Circadian Variation of Plasma Homovanillic Acid Levels Is Attentuated by Fluphenazine in Patients With Schizophrenia

Author Affiliations

From the Section of Clinical Studies, Clinical Neuroscience Branch, National Institute of Mental Health, Bethesda, Md. Dr Doran is now with the Department of Psychiatry, University of California at Davis, Sacramento; Dr Labarca is now with the Department of Psychiatry, Catholic University School of Medicine, Santiago, Chile; Dr Wolkowitz is now with the Langley-Porter Psychiatric Institute/University of California, San Francisco; Dr Roy is now with Long Island Jewish Hospital, New York, NY; and Dr Douillet is now with Sanoli Research Montpellier (France) Center.

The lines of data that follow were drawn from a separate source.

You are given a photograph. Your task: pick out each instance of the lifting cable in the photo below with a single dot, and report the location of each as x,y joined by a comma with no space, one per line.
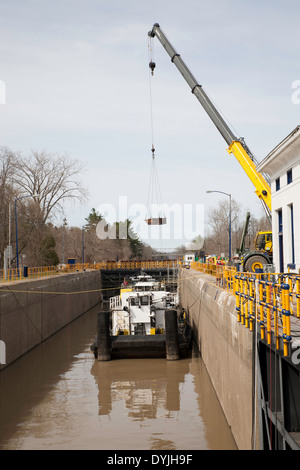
154,192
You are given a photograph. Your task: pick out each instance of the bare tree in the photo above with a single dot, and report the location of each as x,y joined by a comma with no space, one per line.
7,194
218,220
53,178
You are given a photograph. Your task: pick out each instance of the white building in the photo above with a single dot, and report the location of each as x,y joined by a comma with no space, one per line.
282,164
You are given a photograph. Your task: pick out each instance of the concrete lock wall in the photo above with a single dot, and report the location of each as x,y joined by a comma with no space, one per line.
226,349
33,310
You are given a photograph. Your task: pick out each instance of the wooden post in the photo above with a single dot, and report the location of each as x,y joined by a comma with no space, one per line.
172,340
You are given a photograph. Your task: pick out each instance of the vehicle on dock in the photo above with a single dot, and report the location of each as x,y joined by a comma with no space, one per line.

Arch Gen Psychiatry. 1990;47(6):558-563. doi:10.1001/archpsyc.1990.01810180058009
Abstract

• Plasma homovanillic acid (HVA) levels were measured hourly for a 24-hour period in 10 patients with schizophrenia during treatment with placebo and fluphenazine. Ten age- and sex-matched normal volunteers were similarly studied. Diet and activity were carefully controlled and monitored in both patients and controls. A circadian rhythm of the plasma HVA level was found in controls with a nadir in the afternoon and peak values in the early morning hours; when the patients were free from drugs, they showed a similar rhythm with lower amplitudes. Fluphenazine treatment significantly reduced the plasma concentrations of HVA and abolished the 24-hour rhythm. These data suggest that a 24-hour rhythm of the plasma HVA level exists in humans and that the amplitude of this rhythm may be less pronounced in patients with schizophrenia. Treatment with neuroleptic drugs reduces both the absolute levels and the normal circadian rhythm of the plasma HVA level.